This image was lost some time after publication, but you can still view it here.

CBS war correspondent Lara Logan was recently promoted to "Chief Foriegn Affairs Correspondent," but no one noticed because OMG SEX SCANDAL! The Enquirer broke it, the Post semi-legitimized it, and it's been mentioned now in, like, real newspapers and everything. She slept with some people in Iraq! One of them was married! Some wonder if there is maybe a double standard. Would we hear about the dalliences of male journalists in the war zone? Well... sort of?

It's sort of a fact of war reporting that, you know, people are going to fuck around. They're far away from home, they're only in contact with other journalists, contractors, and soldiers. Passions run high! Etc! But the other fact of the matter is that if there is going to be a scandal of this nature, chances are decent that it will involve a man and a lady. Like in this Logan situation, where we're not hearing much about CNN correspondent Michael Ware, one of the alleged "beaus." Well, we're hearing plenty about him, but he's not in the headlines. So there's your sexist double standard, obv-we castigate the pretty lady for having sex and boys will be boys.

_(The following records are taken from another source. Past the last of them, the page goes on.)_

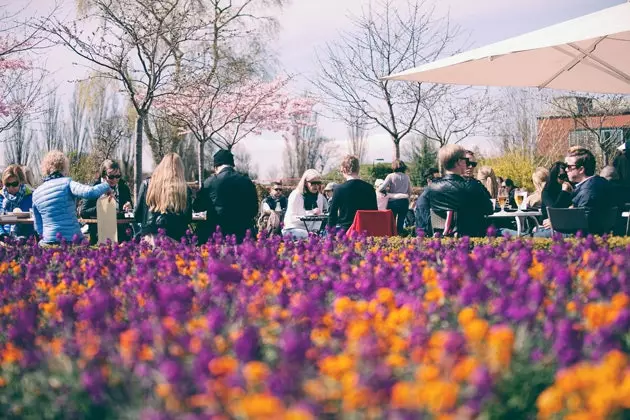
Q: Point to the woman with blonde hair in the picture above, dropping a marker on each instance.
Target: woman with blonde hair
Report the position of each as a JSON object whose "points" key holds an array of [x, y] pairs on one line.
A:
{"points": [[540, 178], [165, 200], [304, 200], [54, 202], [489, 180]]}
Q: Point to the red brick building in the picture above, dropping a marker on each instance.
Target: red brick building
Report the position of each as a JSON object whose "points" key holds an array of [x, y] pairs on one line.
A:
{"points": [[589, 128]]}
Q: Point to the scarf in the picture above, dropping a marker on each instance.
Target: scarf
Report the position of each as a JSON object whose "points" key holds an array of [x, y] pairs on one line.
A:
{"points": [[54, 175], [10, 201]]}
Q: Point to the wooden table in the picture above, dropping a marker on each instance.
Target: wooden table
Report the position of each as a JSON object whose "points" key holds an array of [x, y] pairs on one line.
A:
{"points": [[519, 215]]}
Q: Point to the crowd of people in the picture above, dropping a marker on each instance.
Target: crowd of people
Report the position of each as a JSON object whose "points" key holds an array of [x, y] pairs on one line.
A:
{"points": [[230, 200]]}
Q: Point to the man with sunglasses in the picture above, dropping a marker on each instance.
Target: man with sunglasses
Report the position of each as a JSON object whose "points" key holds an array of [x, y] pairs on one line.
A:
{"points": [[109, 173]]}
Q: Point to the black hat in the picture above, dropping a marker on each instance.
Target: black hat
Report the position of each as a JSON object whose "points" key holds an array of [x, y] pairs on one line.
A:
{"points": [[223, 157]]}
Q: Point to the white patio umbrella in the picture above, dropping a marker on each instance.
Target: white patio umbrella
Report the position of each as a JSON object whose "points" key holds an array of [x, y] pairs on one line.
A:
{"points": [[589, 54]]}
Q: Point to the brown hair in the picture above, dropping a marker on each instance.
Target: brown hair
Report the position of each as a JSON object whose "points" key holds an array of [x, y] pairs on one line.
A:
{"points": [[350, 164], [449, 155], [584, 159], [399, 166], [13, 171]]}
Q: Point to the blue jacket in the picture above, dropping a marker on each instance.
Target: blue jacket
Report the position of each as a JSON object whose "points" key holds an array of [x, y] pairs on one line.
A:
{"points": [[25, 205], [54, 207]]}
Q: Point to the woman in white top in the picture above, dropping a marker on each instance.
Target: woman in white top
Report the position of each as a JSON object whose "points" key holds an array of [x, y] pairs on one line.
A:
{"points": [[304, 199], [399, 185]]}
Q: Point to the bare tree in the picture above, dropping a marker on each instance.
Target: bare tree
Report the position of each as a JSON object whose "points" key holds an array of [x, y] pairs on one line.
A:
{"points": [[456, 113], [593, 117], [357, 136], [137, 43], [20, 142], [388, 37]]}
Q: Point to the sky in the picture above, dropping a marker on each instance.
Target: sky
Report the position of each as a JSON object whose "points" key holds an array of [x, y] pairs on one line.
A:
{"points": [[307, 25]]}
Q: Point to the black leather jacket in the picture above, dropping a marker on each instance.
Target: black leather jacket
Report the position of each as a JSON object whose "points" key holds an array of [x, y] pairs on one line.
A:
{"points": [[469, 198]]}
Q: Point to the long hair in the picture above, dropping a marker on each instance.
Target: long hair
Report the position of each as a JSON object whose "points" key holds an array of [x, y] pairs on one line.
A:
{"points": [[552, 186], [489, 180], [309, 175], [167, 190]]}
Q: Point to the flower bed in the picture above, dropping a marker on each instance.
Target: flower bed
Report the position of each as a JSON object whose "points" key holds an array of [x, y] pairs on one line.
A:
{"points": [[320, 329]]}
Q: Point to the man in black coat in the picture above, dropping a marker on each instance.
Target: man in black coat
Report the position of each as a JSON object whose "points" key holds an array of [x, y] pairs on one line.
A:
{"points": [[110, 173], [229, 198], [351, 196], [454, 192]]}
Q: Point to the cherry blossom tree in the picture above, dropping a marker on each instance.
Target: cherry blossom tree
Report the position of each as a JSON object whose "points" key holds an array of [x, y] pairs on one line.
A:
{"points": [[225, 115]]}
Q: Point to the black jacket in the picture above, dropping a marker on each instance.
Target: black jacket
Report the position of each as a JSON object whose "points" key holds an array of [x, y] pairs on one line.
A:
{"points": [[231, 202], [87, 210], [348, 198], [469, 199], [174, 224]]}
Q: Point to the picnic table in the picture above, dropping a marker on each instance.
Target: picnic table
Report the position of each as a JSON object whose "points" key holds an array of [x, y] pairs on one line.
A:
{"points": [[521, 217]]}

But there's an exception! (Once again, sort of.) Balk, refuting the idea that we wouldn't "read these stories about a male correspondent," reminds us of Dexter Filkins and John Burns. Filkins and Burns are star New York Times reporters who were involved in an imbroglio when another Times correspondent emailed their wives exposing their overseas extramarital affairs. That reporter, Susan Sachs, was fired. So the affairs of Burns and Filkins were exposed, yes, but most of the coverage was about that firing, and Howard Kurtz didn't even mention the names of Filkins and Burns, even though, as in Logan's case, those names were already "out there."

So yes everyone is being totally unfair to Lara Logan but whatever, it won't really cost her much more than a headache, we're pretty sure.